Gerald Murnane read Diego Marani’s unforgettable New Finnish Grammar, and was moved to write to us with his thoughts. He’s kindly allowed us to post his letter here.

Mon 22 Oct 12

Hello, Rachel

I’m grateful to you and Michael for sending me a copy of NEW FINNISH GRAMMAR, and I’m sending you in return these few comments.

First, I should explain that I hardly ever read to its end nowadays a book that I haven’t previously read. I’m well into my seventies and can no longer pretend that I have limitless time for reading even the books in my own library, let alone the many newer titles by younger authors that people are always urging me to read. I often look into a previously unread book, which is to say that I read sample pages or chapters, but I rarely read the whole book. Those books that I do read right through nowadays are mostly my tried and trusted titles: the books that have had a powerful influence on me.

So, I’m praising NEW FINNISH GRAMMAR when I tell you I read it to the end. Not only that, but I was never in any doubt that I would do so: I knew while I read the early pages that I would have to stay with the chief character until his story was fully told.

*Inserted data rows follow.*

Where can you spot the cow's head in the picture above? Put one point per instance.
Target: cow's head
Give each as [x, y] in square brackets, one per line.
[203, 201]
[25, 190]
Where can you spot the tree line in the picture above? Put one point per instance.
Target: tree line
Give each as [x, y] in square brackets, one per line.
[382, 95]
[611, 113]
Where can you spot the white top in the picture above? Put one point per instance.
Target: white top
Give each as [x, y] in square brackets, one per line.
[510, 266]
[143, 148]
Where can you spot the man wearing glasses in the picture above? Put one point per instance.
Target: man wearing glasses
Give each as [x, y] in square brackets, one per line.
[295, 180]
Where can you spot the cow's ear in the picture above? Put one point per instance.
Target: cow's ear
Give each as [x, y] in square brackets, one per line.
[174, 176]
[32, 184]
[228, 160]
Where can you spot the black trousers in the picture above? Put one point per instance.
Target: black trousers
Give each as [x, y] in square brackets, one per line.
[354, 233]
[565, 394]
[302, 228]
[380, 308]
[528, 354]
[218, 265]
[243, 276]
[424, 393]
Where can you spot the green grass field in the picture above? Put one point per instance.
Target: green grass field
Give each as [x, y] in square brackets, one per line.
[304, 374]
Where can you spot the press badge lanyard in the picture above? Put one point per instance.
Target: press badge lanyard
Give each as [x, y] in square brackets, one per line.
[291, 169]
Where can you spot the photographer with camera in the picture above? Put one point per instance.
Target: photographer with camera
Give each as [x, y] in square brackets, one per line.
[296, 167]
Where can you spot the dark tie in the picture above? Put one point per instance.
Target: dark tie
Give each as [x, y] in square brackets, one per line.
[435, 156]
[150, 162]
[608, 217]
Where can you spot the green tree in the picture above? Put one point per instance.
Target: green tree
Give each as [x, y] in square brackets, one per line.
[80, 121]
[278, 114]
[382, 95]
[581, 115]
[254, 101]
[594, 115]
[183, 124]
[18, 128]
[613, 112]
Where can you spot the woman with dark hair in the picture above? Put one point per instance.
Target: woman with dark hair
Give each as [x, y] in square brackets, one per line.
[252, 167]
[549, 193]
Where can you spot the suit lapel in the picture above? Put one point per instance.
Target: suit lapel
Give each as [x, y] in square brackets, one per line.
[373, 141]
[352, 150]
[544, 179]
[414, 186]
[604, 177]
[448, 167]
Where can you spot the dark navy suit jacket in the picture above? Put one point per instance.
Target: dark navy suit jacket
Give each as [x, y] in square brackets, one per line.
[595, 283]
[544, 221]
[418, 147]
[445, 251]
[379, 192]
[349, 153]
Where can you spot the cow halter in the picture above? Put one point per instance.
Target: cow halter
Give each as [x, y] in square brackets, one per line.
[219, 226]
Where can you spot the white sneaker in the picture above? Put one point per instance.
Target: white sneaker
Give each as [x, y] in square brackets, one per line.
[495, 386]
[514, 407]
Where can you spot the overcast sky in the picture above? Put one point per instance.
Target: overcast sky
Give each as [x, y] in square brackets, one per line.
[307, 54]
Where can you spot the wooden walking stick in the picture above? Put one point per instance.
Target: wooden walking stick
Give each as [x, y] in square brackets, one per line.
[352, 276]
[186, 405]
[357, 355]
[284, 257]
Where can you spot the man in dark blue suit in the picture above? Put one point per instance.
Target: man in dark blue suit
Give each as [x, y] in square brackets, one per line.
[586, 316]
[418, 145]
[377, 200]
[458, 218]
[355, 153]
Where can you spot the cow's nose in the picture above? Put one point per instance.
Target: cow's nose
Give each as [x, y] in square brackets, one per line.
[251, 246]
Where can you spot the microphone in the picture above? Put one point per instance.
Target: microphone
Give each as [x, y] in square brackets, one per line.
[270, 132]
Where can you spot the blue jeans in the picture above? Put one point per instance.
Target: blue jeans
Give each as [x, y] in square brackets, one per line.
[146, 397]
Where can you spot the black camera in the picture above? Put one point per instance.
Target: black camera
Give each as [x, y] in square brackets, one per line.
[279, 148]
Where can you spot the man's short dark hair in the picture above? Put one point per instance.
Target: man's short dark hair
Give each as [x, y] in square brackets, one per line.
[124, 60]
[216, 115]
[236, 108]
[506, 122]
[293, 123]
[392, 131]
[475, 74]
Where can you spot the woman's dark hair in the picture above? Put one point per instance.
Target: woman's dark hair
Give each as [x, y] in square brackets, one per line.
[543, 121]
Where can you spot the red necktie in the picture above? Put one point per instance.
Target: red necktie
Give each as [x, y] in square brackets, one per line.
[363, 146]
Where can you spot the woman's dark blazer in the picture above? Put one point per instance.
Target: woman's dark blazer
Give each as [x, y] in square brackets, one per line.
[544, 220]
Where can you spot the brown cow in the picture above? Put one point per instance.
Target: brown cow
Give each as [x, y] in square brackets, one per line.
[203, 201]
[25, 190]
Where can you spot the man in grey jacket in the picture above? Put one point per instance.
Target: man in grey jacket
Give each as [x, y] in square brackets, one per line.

I should have said that I’m writing these comments without having looked at the page of reviewers' comments inside the front cover. I suspect that their comments are more fulsome than mine will be—certainly, the comments on the cover are warmer than I could bring myself to make. But given that I’m a stern judge in my senior years, even mild praise from me should be counted as more to be prized than gushing words from younger reviewers.

What I like about the book are three things. First, I like what I’ll call the narrative scheme. I have no time for simple ‘suspense’ narratives, but I’m impressed by the way in which this work of fiction grows out of a fictional document and a fictional commentator of editor of the document. I hate fiction that presents itself as a film-script as though all I need as a reader is to have a pretend-world float past my eyes. While I read NFG, I felt as though I was reaching through layers of text.

Next, I like the solitariness and separateness of the characters in NFG. Isolated personages sending to one another messages that may never even be read, let alone understood or answered—there should be more such stuff in fiction and less so-called dramatic writing, with characters shouting at one another or falling into bed with one another. Don’t get me started.

Above all, I like the book for its chief…I was going to write the word ‘character’ but I’ll write instead the word ‘presence’. That looming presence is, of course, the Finnish language. I learnt by heart years ago a long Hungarian poem called ‘Ode to the Hungarian Language.’ I wish I had the time and the energy to learn by heart some of the many passages in this excellent book in which the Finnish language is evoked as an entity more strange and compelling than even the characters who speak it or write letters in it or struggle to comprehend its power and mystery.